Мураока вновь усомнился в его принадлежности к мужскому полу. У него просто в голове не укладывалось, что мужчина при помощи косметики и некоторых других ухищрений может стать таким красивым. Он чуть ли не позавидовал искусству Аримуры. Мураока больше следил за его поведением, чем за содержанием разговора, и при этом думал, что и в обыкновенном баре он имел бы немалый успех…
Все свои наблюдения и выводы Мураока сообщил Эбизаве по телефону. Сказал также, что из обитательниц «Сираюки-со» в брюках часто ходят Сэйко Коно и Дзюнко Нисихара, но о них подробнее расскажут их напарники Ясиро и Сиоми.
Эбизава некоторое время читал и приводил в порядок свои записи. Потом во весь рот зевнул, потянулся и сказал Кёко:
— Засиделись мы с тобой. Пойдем?
— Куда? Ты что-то надумал?
— Сам не знаю… Просто захотелось побывать в «Сираюки-со». Там, наверное, все уже в сборе. Да и всенощное бдение скоро начнется, надо почтить память покойной.
Кёко подумала, что Эбизава не хочет заранее посвящать ее в свои планы, но какая-то зацепка у него определенно появилась. Уж не собирается ли он разоблачить настоящего преступника во время всенощного бдения?..

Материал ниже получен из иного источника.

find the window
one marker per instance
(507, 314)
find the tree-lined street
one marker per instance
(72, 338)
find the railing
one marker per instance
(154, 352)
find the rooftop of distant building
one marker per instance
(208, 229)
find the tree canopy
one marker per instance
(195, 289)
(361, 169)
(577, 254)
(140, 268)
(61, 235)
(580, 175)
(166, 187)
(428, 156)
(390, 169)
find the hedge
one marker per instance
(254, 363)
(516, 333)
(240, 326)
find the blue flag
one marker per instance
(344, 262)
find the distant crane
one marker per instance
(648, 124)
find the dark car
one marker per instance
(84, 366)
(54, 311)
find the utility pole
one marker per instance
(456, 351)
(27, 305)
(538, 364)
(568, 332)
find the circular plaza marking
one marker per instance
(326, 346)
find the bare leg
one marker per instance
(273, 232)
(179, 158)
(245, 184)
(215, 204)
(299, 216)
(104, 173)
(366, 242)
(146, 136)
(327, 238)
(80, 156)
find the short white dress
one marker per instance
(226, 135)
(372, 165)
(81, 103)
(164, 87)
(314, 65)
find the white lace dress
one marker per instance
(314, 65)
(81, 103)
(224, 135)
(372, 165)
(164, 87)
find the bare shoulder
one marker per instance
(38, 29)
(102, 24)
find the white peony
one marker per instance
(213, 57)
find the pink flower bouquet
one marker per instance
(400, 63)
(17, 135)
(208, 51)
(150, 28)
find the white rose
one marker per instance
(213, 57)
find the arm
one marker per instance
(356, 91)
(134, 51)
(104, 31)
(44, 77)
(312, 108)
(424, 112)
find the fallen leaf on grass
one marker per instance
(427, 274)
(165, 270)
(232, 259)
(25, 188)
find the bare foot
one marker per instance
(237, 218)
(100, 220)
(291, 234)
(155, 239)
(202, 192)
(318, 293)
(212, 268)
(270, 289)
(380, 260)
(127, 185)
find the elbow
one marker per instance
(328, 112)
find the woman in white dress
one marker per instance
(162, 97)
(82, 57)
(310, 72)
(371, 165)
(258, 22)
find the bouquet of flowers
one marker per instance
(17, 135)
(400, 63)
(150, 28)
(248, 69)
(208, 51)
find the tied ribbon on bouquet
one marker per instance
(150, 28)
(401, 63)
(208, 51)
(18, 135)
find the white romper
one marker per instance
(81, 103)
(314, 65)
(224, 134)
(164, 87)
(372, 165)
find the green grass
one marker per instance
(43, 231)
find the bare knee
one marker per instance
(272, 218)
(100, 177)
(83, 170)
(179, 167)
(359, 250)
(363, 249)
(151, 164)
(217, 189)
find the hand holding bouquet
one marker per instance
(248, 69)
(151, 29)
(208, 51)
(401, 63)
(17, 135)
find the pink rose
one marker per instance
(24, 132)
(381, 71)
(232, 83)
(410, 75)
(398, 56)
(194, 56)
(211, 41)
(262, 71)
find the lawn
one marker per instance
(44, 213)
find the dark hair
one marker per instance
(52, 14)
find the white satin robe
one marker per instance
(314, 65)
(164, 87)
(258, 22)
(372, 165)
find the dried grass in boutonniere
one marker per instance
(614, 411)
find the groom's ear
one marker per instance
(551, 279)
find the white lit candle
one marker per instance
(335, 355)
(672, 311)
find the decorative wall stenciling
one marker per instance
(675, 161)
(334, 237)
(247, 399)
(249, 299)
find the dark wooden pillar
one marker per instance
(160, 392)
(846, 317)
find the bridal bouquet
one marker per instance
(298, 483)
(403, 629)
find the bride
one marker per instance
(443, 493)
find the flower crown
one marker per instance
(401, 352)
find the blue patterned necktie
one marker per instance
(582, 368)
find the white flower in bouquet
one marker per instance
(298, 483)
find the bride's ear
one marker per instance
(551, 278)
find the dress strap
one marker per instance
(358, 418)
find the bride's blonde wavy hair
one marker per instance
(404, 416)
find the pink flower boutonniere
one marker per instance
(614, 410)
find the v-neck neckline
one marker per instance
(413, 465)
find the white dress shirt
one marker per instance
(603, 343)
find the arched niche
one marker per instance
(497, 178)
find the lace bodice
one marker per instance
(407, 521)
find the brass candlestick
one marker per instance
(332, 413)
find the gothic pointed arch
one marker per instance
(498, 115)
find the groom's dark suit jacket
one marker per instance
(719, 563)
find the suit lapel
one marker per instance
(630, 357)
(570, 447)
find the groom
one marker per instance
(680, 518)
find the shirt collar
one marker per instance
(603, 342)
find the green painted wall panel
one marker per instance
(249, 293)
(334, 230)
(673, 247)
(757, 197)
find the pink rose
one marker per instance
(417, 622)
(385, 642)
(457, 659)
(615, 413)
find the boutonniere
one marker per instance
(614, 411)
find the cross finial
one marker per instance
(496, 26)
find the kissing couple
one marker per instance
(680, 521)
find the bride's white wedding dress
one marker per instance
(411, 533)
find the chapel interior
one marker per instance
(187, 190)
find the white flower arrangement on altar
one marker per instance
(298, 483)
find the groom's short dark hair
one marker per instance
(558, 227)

Примерно в это же время Сиоми и Дзюнко Нисихара находились в «Сираюки-со», в двадцать второй комнате, то есть там, где она жила.
Как только они переступили порог, с Дзюнко произошла перемена: она превратилась в заботливую хозяйку. Усаживая Сиоми на диван, подала ему плоскую в ярком цветочном узоре подушку — гостевую. Сварила кофе, из серванта достала импортные сигареты.
Он даже несколько растерялся. Оглядывая комнату, подумал: «Для женщины, которая сама зарабатывает на жизнь, пожалуй, даже слишком роскошно».
А Дзюнко продолжала хлопотать вокруг него. Впрочем, свое расположение к нему она выказала еще в «Ренуаре», несколько фривольно правда. Сказав, что сильно топят, сняла пальто и его заставила сделать то же самое. Когда оба пальто были положены на свободные диванчики, придвинулась к нему вплотную, словно разделась специально для этого. Он от кого-то слышал, что раскованность актрис и манекенщиц не более чем профессиональная привычка, и теперь боялся шелохнуться — еще сочтет его олухом или невежей. Так и сидел как истукан, испытывая одновременно и смущение, и сладкую истому от ее близости.
На улице, за пределами располагающей к интимности атмосферы кафе, Дзюнко тоже держалась не без кокетства и в конце концов полностью завладела инициативой.